You've got this extraordinary history working with and developing brands, which I really wanna dive into. But first of all, can you make the connections between taste and brand, like you've got this idea, we all develop our taste. It's really being shaped in some possibly not great ways by the algorithm.
How does that connect to what a brand is and how you, as a super experienced brand manager would go, would think about that?
Nate: Yeah, I mean, I think the best brands. Evoke an ideal that is usually, in, in a well executed way, quietly [00:05:00] emotive. And I think when a brand presents, like a worldview, an experience, an idealized state, that creates a lot of emotional connection and those are the best brands.

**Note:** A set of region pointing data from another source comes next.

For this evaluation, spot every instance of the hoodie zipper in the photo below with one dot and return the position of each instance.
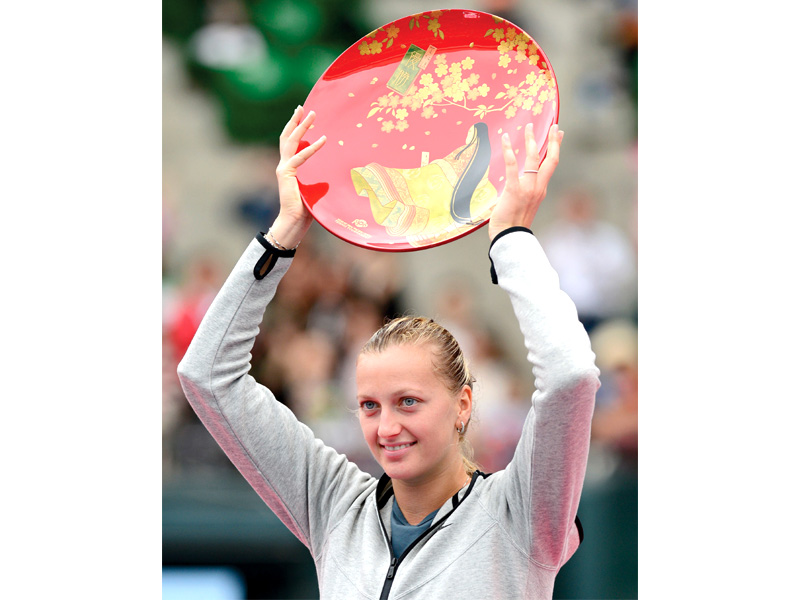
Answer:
(395, 563)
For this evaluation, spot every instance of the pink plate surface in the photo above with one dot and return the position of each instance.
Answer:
(413, 114)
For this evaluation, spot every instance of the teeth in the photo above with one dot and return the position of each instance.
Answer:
(394, 448)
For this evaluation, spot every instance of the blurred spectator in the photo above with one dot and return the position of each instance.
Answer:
(258, 204)
(500, 403)
(511, 11)
(228, 40)
(627, 39)
(593, 258)
(187, 304)
(616, 420)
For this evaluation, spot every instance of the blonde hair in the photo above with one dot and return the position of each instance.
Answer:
(451, 365)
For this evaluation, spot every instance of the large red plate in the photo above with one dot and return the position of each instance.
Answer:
(413, 114)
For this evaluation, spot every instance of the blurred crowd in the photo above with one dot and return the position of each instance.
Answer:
(329, 304)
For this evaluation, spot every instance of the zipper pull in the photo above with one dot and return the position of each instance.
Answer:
(392, 567)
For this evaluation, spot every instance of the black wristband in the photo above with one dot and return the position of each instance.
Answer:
(271, 255)
(492, 272)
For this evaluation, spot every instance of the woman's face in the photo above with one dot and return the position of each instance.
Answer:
(407, 414)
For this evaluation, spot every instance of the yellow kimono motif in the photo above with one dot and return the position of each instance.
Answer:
(437, 201)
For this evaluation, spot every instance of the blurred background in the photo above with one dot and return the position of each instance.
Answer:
(233, 70)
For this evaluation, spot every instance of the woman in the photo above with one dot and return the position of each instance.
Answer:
(432, 526)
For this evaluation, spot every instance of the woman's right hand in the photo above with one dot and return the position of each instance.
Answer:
(293, 220)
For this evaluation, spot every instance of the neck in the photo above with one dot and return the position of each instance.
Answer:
(419, 499)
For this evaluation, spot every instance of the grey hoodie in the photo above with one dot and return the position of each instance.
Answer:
(503, 536)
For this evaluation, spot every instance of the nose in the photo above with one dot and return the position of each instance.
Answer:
(389, 425)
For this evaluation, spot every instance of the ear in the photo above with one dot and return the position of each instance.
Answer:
(465, 405)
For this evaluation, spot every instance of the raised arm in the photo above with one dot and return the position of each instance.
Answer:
(540, 489)
(301, 480)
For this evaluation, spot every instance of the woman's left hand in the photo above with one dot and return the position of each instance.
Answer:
(523, 194)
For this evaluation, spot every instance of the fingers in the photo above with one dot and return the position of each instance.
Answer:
(531, 149)
(294, 131)
(307, 152)
(550, 162)
(512, 172)
(290, 138)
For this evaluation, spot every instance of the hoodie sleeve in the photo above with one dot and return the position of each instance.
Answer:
(541, 486)
(304, 482)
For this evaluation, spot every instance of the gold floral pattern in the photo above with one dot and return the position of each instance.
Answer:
(452, 83)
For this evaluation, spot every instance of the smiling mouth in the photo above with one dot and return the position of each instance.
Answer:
(398, 447)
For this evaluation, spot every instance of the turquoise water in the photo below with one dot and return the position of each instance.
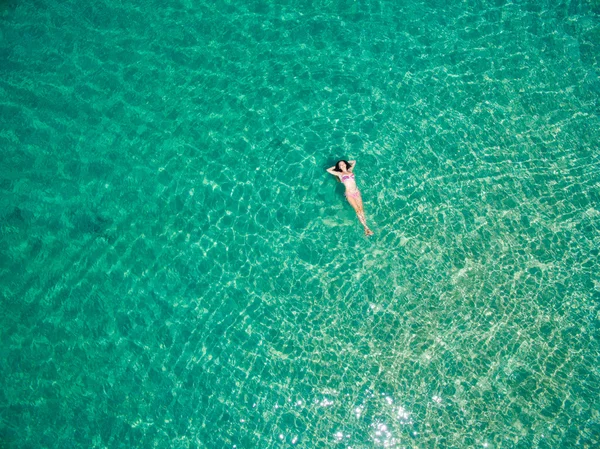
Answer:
(178, 271)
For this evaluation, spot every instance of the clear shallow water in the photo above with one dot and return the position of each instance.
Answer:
(177, 270)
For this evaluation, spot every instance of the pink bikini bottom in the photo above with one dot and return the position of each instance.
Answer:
(355, 194)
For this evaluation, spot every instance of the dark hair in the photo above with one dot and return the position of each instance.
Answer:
(337, 165)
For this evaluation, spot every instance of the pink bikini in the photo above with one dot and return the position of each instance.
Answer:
(356, 193)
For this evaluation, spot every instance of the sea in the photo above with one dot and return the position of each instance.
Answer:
(178, 270)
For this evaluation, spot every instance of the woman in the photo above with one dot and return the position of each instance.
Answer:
(343, 170)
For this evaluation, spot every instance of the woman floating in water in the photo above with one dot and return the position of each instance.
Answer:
(343, 170)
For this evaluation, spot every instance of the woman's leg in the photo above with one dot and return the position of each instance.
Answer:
(356, 203)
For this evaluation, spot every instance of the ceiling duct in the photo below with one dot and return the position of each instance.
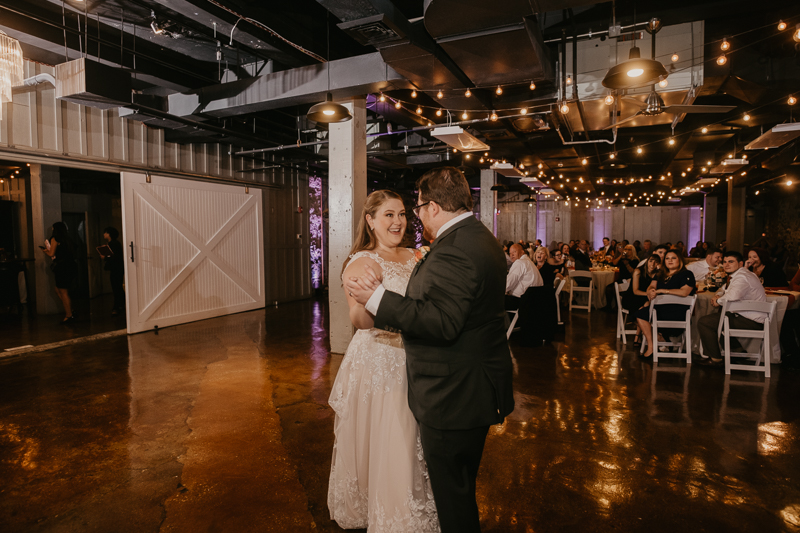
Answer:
(86, 82)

Whether it's design, whether it's activity, whether it's fitness, whether it's fun, whether it is status, I think, the best brands create this world and they offer you a doorway into that. And then that ends up becoming, a part of your identity in some way, shape or form. Not for like sense nine toothpaste.
That's I'll call that like a very functional brand, but great product if you're. If your gums are eroding. But you know, like the North Face or a Burton Snowboards where I used to work or maybe in luxury brands, right? With which evoke an ideal as well. And they, they create like emotional permission for you to associate yourself with that.
And then I think through that, a lot of discovery can occur as well. And then you start to pull on threads and learn things about yourself.
Amy: How do you do that? How do you take something which never starts off that way, presumably and create a world around that? You've [00:06:00] probably done that several times.
Nate: Yeah, I mean, I've had the great fortune of working with brands that are very easy to tell stories around. So, my first job, that I ever had was at Burton Snowboards, and that was actually like, I. The only thing I cared about from the time I was in high school to the time I graduated from college to the day that I started working there, is I wanted to do everything I could possibly do to get a job there, because all I cared about was snowboarding.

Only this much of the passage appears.